Ladies and gentlemen: n.A.T.o.

n.A.T.o.

“It’s my first concert, and anything can happen. But everything is going to be fine!” The CNN commentary fades slowly into a steady techno beat, soon joined by live drums and a heavy guitar riff opens up. As Nato lifts the microphone to her lips and starts to sing, the audience strains to hear her voice over the noise. But no matter how they crane their necks, they can see nothing of her face, hidden behind a black veil that shows only her eyes. The lyrics, too, are a bit of a mystery, as Nato doesn’t sing in Russian, but in Chechen and Georgian. One thing is clear: Nato’s outfitted to look like one of the infamous “Black Widows,” the female Chechen suicide bombers.

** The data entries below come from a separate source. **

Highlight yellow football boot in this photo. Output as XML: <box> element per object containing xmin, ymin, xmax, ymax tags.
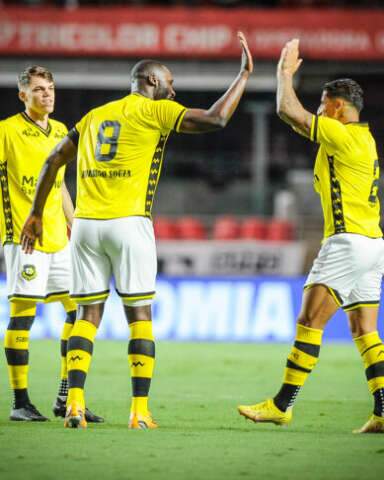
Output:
<box><xmin>128</xmin><ymin>412</ymin><xmax>159</xmax><ymax>430</ymax></box>
<box><xmin>353</xmin><ymin>415</ymin><xmax>384</xmax><ymax>433</ymax></box>
<box><xmin>64</xmin><ymin>403</ymin><xmax>87</xmax><ymax>428</ymax></box>
<box><xmin>237</xmin><ymin>398</ymin><xmax>292</xmax><ymax>426</ymax></box>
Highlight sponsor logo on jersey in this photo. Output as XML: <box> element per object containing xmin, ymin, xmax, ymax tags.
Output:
<box><xmin>21</xmin><ymin>265</ymin><xmax>37</xmax><ymax>281</ymax></box>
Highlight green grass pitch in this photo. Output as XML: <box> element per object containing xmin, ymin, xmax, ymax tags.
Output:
<box><xmin>0</xmin><ymin>340</ymin><xmax>384</xmax><ymax>480</ymax></box>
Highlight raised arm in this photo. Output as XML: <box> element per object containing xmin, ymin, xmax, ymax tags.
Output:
<box><xmin>276</xmin><ymin>38</ymin><xmax>313</xmax><ymax>136</ymax></box>
<box><xmin>179</xmin><ymin>32</ymin><xmax>253</xmax><ymax>133</ymax></box>
<box><xmin>20</xmin><ymin>136</ymin><xmax>77</xmax><ymax>253</ymax></box>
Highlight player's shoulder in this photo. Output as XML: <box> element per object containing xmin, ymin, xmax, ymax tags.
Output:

Confidential to Kriston Capps, to whom many thanks: Russian culture qua culture tends neither to be deaf nor immune; rather, it takes inordinate pride in the world’s deadest pan:

As a finale, Nato performs “Chor Javon,” a catchy song with clear hit potential that’s going to be released as her first single. As soon as she puts down the microphone, the guards jump on stage and fire paintballs into the crowd with their fake Kalashnikovs. Alexy, a 24 year-old concert-goer, gives the whole thing a tired smile. “I’d imagined this would be way more radical,” he says. “Machine guns, the whole silent guard routine—you’re really not going to shock anyone with that kind of thing these days.”

Alas!

Alas, a blog is back from database hell.